Open floor plans and collaborative spaces: The traditional office set-up, with closed-in offices with doors bordering the exterior of the building and accessed by a network of hallways, is becoming a thing of the past. Whereas once employees had a visual symbol of their rank in the company in the size and placement of their office, new layouts are abandoning the closed-office style for open floor plans. Open floor plans put employees' work areas in a larger space without cubicles, walls, or other obstructions that close individuals off from each other. The idea of the open floor plan is to create collaborative spaces where employees can easily hear each other at work and can be part of the synergy that occurs when colleagues are working together at their peak. Conference areas are often placed in a central area where employees can easily gather.
Shared privacy areas: The idea of closed spaces has not been completely abandoned in modern office design trends. Office designers and builders are still making private spaces available for office workers. However, these privacy areas are not the norm, but are considered shared spaces to be used when employees have to make private phone calls, have sensitive or confidential conversations with fellow employees, or need a place where coworkers won't be able to overhear what's going on. These shared privacy spaces are often similar to the older-style private office, with solid walls and doors that can be closed to create a confidential space.

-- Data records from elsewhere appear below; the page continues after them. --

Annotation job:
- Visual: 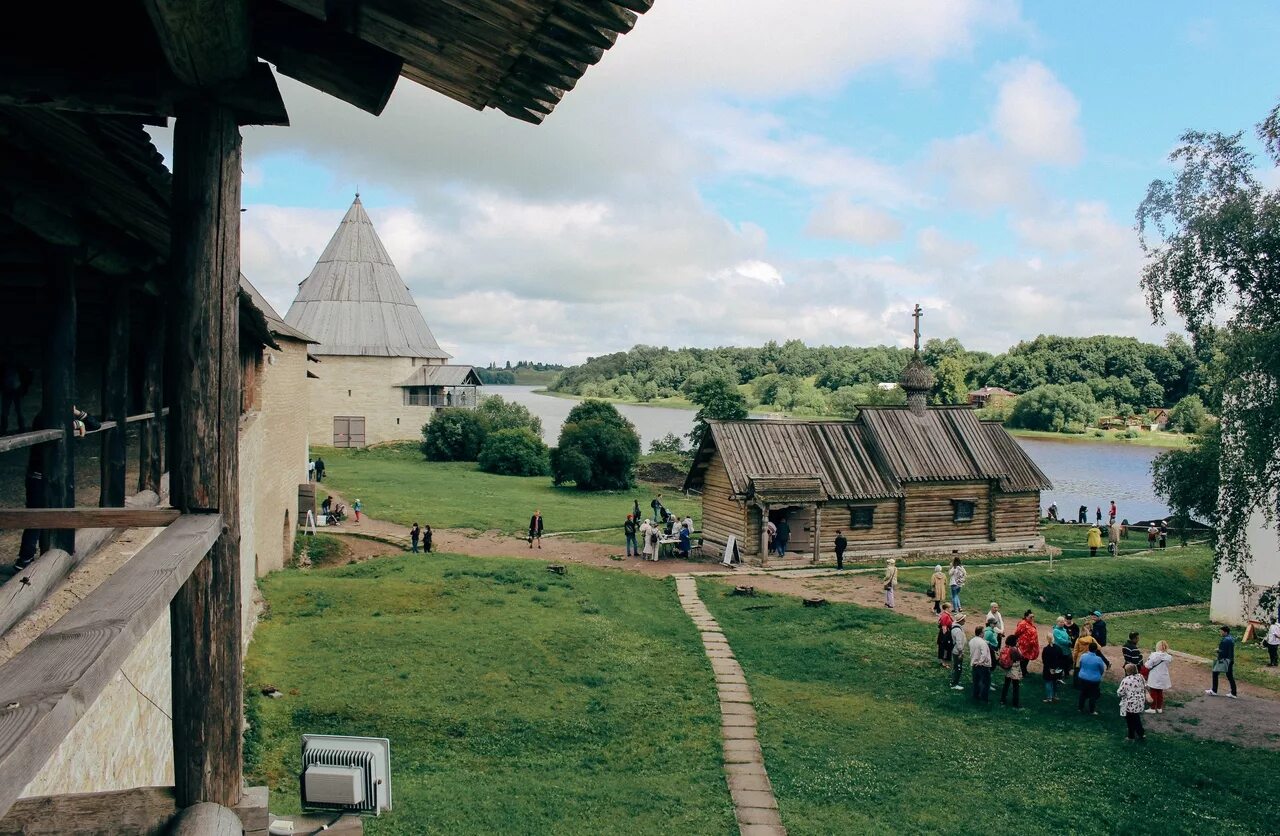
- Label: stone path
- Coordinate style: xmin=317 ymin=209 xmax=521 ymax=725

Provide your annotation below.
xmin=675 ymin=574 xmax=787 ymax=836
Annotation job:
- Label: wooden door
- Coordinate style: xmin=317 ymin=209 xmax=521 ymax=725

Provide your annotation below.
xmin=333 ymin=415 xmax=365 ymax=447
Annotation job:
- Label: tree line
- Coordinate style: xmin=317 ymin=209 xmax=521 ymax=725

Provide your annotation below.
xmin=550 ymin=328 xmax=1221 ymax=430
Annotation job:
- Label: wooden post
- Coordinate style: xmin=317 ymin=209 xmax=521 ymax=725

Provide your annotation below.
xmin=138 ymin=302 xmax=166 ymax=494
xmin=41 ymin=251 xmax=76 ymax=554
xmin=169 ymin=100 xmax=244 ymax=808
xmin=97 ymin=282 xmax=129 ymax=508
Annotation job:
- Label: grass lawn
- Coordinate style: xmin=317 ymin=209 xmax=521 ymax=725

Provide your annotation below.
xmin=246 ymin=550 xmax=737 ymax=835
xmin=900 ymin=545 xmax=1213 ymax=619
xmin=312 ymin=444 xmax=700 ymax=535
xmin=700 ymin=580 xmax=1276 ymax=836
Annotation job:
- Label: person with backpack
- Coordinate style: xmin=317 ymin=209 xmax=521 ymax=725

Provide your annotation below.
xmin=1075 ymin=644 xmax=1108 ymax=714
xmin=950 ymin=613 xmax=964 ymax=691
xmin=929 ymin=563 xmax=951 ymax=613
xmin=969 ymin=626 xmax=991 ymax=703
xmin=1116 ymin=664 xmax=1147 ymax=740
xmin=1146 ymin=641 xmax=1174 ymax=714
xmin=1000 ymin=636 xmax=1024 ymax=708
xmin=1041 ymin=641 xmax=1070 ymax=703
xmin=951 ymin=556 xmax=968 ymax=612
xmin=938 ymin=604 xmax=955 ymax=667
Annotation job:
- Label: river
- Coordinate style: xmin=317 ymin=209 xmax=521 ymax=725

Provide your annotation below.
xmin=484 ymin=385 xmax=1167 ymax=521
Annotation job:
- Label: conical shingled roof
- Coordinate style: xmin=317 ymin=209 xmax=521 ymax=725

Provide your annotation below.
xmin=284 ymin=195 xmax=449 ymax=360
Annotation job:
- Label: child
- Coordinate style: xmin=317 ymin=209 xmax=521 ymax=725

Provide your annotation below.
xmin=1116 ymin=664 xmax=1147 ymax=740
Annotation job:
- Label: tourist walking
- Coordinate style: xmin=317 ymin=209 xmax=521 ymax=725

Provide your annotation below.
xmin=1011 ymin=609 xmax=1039 ymax=676
xmin=987 ymin=602 xmax=1005 ymax=641
xmin=929 ymin=563 xmax=950 ymax=612
xmin=529 ymin=510 xmax=543 ymax=548
xmin=1204 ymin=625 xmax=1235 ymax=699
xmin=969 ymin=626 xmax=991 ymax=703
xmin=1263 ymin=616 xmax=1280 ymax=667
xmin=938 ymin=603 xmax=955 ymax=667
xmin=950 ymin=613 xmax=962 ymax=691
xmin=622 ymin=513 xmax=640 ymax=557
xmin=1075 ymin=644 xmax=1107 ymax=714
xmin=1116 ymin=664 xmax=1147 ymax=740
xmin=951 ymin=556 xmax=966 ymax=612
xmin=1147 ymin=641 xmax=1174 ymax=714
xmin=1120 ymin=632 xmax=1142 ymax=668
xmin=1093 ymin=609 xmax=1107 ymax=648
xmin=1088 ymin=525 xmax=1102 ymax=557
xmin=884 ymin=557 xmax=897 ymax=609
xmin=1000 ymin=636 xmax=1024 ymax=708
xmin=1041 ymin=641 xmax=1071 ymax=703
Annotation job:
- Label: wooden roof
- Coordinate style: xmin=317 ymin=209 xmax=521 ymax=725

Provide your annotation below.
xmin=284 ymin=196 xmax=449 ymax=360
xmin=685 ymin=407 xmax=1052 ymax=499
xmin=396 ymin=366 xmax=484 ymax=388
xmin=0 ymin=0 xmax=653 ymax=124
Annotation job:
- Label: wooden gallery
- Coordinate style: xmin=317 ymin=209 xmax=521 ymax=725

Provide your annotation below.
xmin=0 ymin=0 xmax=653 ymax=835
xmin=685 ymin=348 xmax=1052 ymax=565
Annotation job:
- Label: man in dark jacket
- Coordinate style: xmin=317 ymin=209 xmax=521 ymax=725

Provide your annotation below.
xmin=1093 ymin=609 xmax=1107 ymax=648
xmin=529 ymin=511 xmax=543 ymax=548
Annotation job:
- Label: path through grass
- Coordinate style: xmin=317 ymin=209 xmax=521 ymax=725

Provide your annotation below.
xmin=699 ymin=580 xmax=1276 ymax=836
xmin=246 ymin=554 xmax=736 ymax=835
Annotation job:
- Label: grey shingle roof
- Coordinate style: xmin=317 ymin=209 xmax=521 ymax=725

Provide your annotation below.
xmin=284 ymin=196 xmax=449 ymax=360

Excellent lighting: Office dwellers have begun to recognize the benefits of excellent lighting systems and office builders are responding. One of the office design trends in lighting is to make better and more widespread use of natural lighting to provide an environment that is not as harsh on the eyes. At the same time, lighting systems that use fluorescent or incandescent lighting are being replaced by LED lights and other light systems that use less energy but provide plenty of lighting for office tasks.
Touchdown spaces: Some office spaces can be built smaller in the modern business world, especially since many employees are more likely to be working out of the office, working at home or working remotely at another location. Construction professionals can take care to create well-designed and equipped touchdown spaces for employees who make temporary visits to a main office area. These spaces should provide easy access to computers, electrical outlets, phone lines, Internet connections, internal networks and other important features.

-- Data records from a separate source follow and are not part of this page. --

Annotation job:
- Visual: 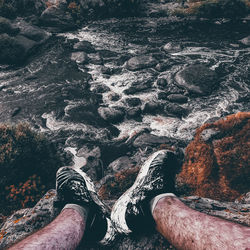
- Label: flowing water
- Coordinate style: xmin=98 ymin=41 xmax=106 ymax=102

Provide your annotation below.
xmin=0 ymin=18 xmax=250 ymax=160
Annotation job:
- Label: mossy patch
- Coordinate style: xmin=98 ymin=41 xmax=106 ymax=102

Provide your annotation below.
xmin=177 ymin=112 xmax=250 ymax=201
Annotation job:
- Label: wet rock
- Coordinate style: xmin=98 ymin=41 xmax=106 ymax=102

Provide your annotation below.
xmin=0 ymin=34 xmax=37 ymax=64
xmin=163 ymin=42 xmax=182 ymax=52
xmin=126 ymin=55 xmax=157 ymax=71
xmin=88 ymin=53 xmax=103 ymax=65
xmin=240 ymin=36 xmax=250 ymax=46
xmin=156 ymin=78 xmax=168 ymax=87
xmin=125 ymin=97 xmax=141 ymax=107
xmin=177 ymin=112 xmax=250 ymax=201
xmin=0 ymin=16 xmax=19 ymax=35
xmin=123 ymin=80 xmax=153 ymax=95
xmin=101 ymin=66 xmax=114 ymax=75
xmin=98 ymin=49 xmax=118 ymax=58
xmin=107 ymin=156 xmax=135 ymax=174
xmin=13 ymin=20 xmax=51 ymax=43
xmin=157 ymin=92 xmax=168 ymax=100
xmin=98 ymin=107 xmax=125 ymax=123
xmin=175 ymin=65 xmax=218 ymax=96
xmin=142 ymin=101 xmax=163 ymax=114
xmin=11 ymin=107 xmax=21 ymax=117
xmin=40 ymin=4 xmax=76 ymax=32
xmin=92 ymin=84 xmax=110 ymax=93
xmin=71 ymin=52 xmax=89 ymax=64
xmin=164 ymin=103 xmax=188 ymax=117
xmin=168 ymin=94 xmax=188 ymax=103
xmin=0 ymin=190 xmax=59 ymax=249
xmin=127 ymin=107 xmax=142 ymax=121
xmin=73 ymin=41 xmax=96 ymax=53
xmin=108 ymin=93 xmax=121 ymax=102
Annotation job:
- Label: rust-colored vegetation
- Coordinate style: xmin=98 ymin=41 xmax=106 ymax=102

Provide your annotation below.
xmin=0 ymin=124 xmax=62 ymax=215
xmin=98 ymin=167 xmax=139 ymax=199
xmin=178 ymin=112 xmax=250 ymax=201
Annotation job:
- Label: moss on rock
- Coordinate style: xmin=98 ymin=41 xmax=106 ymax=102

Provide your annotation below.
xmin=177 ymin=112 xmax=250 ymax=201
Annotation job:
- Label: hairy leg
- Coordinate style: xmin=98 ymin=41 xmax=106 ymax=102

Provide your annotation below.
xmin=10 ymin=204 xmax=88 ymax=250
xmin=151 ymin=194 xmax=250 ymax=250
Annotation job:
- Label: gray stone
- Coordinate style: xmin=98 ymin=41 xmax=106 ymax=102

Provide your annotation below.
xmin=164 ymin=103 xmax=188 ymax=117
xmin=71 ymin=52 xmax=89 ymax=64
xmin=163 ymin=42 xmax=182 ymax=52
xmin=73 ymin=41 xmax=95 ymax=53
xmin=175 ymin=65 xmax=218 ymax=96
xmin=126 ymin=55 xmax=157 ymax=71
xmin=98 ymin=107 xmax=125 ymax=123
xmin=240 ymin=36 xmax=250 ymax=46
xmin=40 ymin=5 xmax=76 ymax=32
xmin=168 ymin=94 xmax=188 ymax=103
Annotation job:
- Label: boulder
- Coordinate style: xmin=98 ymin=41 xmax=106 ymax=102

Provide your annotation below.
xmin=71 ymin=52 xmax=89 ymax=64
xmin=14 ymin=20 xmax=51 ymax=44
xmin=162 ymin=42 xmax=182 ymax=52
xmin=168 ymin=94 xmax=188 ymax=103
xmin=126 ymin=55 xmax=157 ymax=71
xmin=175 ymin=64 xmax=218 ymax=96
xmin=40 ymin=4 xmax=76 ymax=32
xmin=164 ymin=103 xmax=188 ymax=118
xmin=0 ymin=16 xmax=19 ymax=35
xmin=177 ymin=112 xmax=250 ymax=201
xmin=0 ymin=34 xmax=37 ymax=64
xmin=73 ymin=41 xmax=95 ymax=53
xmin=98 ymin=107 xmax=125 ymax=123
xmin=240 ymin=36 xmax=250 ymax=46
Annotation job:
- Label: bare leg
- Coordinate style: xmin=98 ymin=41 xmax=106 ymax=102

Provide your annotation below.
xmin=151 ymin=194 xmax=250 ymax=250
xmin=10 ymin=205 xmax=87 ymax=250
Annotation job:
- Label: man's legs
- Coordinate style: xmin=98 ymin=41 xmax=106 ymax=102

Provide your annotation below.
xmin=151 ymin=194 xmax=250 ymax=250
xmin=10 ymin=204 xmax=88 ymax=250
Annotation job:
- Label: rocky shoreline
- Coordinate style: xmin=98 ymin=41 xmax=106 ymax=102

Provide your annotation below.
xmin=0 ymin=0 xmax=250 ymax=249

Safe, toxin-free environments: New office construction professionals are becoming more aware of the need to use building materials that are safe, nontoxic and free from volatile organic compounds and other materials that can affect office workers who are exposed to them for hours a day. At the same time, office workers appreciate a healthy working environment that is pleasant and free from materials that can aggravate allergies or asthma, irritate skin or eyes, or create respiratory troubles.
Energizing spaces: Another of the current office design trends that seeks to improve employee comfort and productivity is the creation of energizing spaces, or areas where employees can relax, gather their energy and get a different perspective. These types of spaces have been shown to significantly increase employee productivity and satisfaction. They make use of natural lighting, a relaxing environment and can even be constructed to mimic or incorporate features generally found in the outdoors.